Microinjection into the Caenorhabditis elegans embryo using an uncoated glass needle enables cell lineage visualization and reveals cell-non-autonomous adhesion control

Mapping Intimacies ◽

10.1101/406991 ◽

2018 ◽

Author(s):

Yohei Kikuchi ◽

Akatsuki Kimura

Keyword(s):

Caenorhabditis Elegans ◽

Cell Biology ◽

Cell Lineage ◽

Special Equipment ◽

Cell Stage ◽

C Elegans ◽

Carbon Coated ◽

A Cell ◽

Glass Needle ◽

Time Specific

AbstractMicroinjection is a useful method in cell biology, with which exogenous substances are introduced into a cell in a location- and time-specific manner. The Caenorhabditis elegans embryo is an important model system for cell and developmental biology.
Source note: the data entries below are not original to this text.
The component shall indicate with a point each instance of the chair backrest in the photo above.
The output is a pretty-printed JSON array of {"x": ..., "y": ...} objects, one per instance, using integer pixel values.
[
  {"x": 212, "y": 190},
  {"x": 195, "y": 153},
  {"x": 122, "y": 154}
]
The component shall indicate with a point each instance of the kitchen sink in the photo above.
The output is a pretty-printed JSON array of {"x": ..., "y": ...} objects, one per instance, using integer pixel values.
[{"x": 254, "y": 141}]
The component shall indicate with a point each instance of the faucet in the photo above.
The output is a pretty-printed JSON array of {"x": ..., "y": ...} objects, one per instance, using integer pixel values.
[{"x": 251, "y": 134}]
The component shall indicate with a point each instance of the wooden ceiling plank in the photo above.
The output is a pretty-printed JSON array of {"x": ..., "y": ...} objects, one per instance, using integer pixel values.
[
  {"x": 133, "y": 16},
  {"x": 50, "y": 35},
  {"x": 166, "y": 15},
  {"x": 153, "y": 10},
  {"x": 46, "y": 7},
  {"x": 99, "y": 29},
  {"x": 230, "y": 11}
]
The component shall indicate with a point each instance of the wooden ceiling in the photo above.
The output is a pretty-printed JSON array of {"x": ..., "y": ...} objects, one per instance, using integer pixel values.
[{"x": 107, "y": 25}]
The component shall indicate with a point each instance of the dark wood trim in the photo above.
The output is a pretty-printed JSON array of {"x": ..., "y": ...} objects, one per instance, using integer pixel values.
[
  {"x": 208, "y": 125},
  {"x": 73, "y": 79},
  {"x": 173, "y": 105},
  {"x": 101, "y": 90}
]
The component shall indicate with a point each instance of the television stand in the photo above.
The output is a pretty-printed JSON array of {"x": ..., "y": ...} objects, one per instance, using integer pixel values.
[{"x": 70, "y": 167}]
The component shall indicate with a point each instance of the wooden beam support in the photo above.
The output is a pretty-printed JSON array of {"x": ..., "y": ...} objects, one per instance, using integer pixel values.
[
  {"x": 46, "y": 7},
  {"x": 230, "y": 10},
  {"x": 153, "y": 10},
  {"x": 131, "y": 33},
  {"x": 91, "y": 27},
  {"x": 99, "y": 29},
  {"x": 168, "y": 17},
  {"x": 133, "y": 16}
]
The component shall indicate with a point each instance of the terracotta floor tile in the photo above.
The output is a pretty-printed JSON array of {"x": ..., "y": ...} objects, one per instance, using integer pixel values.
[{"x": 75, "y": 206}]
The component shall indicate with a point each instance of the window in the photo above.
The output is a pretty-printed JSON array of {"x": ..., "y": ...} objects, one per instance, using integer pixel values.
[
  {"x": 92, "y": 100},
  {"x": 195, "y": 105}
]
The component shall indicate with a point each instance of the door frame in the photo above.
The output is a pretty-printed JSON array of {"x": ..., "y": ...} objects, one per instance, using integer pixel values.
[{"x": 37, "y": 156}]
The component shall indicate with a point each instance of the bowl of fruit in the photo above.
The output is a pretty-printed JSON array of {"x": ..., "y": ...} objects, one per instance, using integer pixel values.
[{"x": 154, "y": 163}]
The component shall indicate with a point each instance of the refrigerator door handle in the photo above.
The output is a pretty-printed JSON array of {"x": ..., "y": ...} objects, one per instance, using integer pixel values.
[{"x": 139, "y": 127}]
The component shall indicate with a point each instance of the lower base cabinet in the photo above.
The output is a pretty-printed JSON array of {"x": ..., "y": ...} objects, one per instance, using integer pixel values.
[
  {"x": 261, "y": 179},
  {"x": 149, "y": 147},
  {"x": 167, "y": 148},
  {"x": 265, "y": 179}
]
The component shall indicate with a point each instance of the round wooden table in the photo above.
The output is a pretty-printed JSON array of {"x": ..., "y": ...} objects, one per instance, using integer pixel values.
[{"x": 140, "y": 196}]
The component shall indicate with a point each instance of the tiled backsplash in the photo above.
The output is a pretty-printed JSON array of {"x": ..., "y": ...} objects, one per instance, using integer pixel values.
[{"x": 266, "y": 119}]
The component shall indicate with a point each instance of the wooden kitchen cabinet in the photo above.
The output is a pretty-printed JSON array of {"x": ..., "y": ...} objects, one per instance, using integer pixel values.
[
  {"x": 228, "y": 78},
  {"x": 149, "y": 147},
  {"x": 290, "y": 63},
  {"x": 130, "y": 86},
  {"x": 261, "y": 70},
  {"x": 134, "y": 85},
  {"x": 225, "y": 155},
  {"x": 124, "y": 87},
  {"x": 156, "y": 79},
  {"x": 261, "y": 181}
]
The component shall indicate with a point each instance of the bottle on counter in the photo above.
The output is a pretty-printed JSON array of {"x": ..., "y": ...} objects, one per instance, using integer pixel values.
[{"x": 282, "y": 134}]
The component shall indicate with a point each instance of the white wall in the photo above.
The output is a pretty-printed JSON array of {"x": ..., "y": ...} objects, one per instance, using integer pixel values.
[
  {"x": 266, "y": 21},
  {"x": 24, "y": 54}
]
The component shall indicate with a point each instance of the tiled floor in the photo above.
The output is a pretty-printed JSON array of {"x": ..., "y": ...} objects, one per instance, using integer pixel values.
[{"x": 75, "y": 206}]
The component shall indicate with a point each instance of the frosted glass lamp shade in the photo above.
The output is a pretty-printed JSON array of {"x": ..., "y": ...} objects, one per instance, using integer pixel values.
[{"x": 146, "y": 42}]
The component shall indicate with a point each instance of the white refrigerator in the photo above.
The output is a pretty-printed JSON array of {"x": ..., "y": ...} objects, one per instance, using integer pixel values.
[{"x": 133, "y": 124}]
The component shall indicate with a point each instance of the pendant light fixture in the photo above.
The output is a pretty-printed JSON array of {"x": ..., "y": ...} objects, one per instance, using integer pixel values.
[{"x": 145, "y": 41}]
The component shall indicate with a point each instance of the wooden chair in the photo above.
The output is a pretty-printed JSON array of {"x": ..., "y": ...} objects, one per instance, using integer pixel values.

Applying microinjection to the C. elegans embryo had been difficult due to the rigid eggshell surrounding the embryo. In 2013, microinjection method using a carbon-coated quartz needle for the C. elegans embryo was reported. To prepare the needle, unfortunately, special equipment is required and thus a limited number of researchers can use this method. In this study, we established a method for the microinjection of drugs, dyes, and microbeads into the C. elegans embryo using an uncoated glass needle that can be produced in a general laboratory. This method enabled us to easily detect cell lineage up to adult stages by injecting a fluorescent dye into a blastomere. We also found a cell-non-autonomous control mechanism of cell adhesion; specifically, the injection of an actin inhibitor into one cell at the 2-cell stage enhanced adhesion between daughter cells of the other cell. Our microinjection method is expected to be used for broad studies and could facilitate various discoveries using C. elegans.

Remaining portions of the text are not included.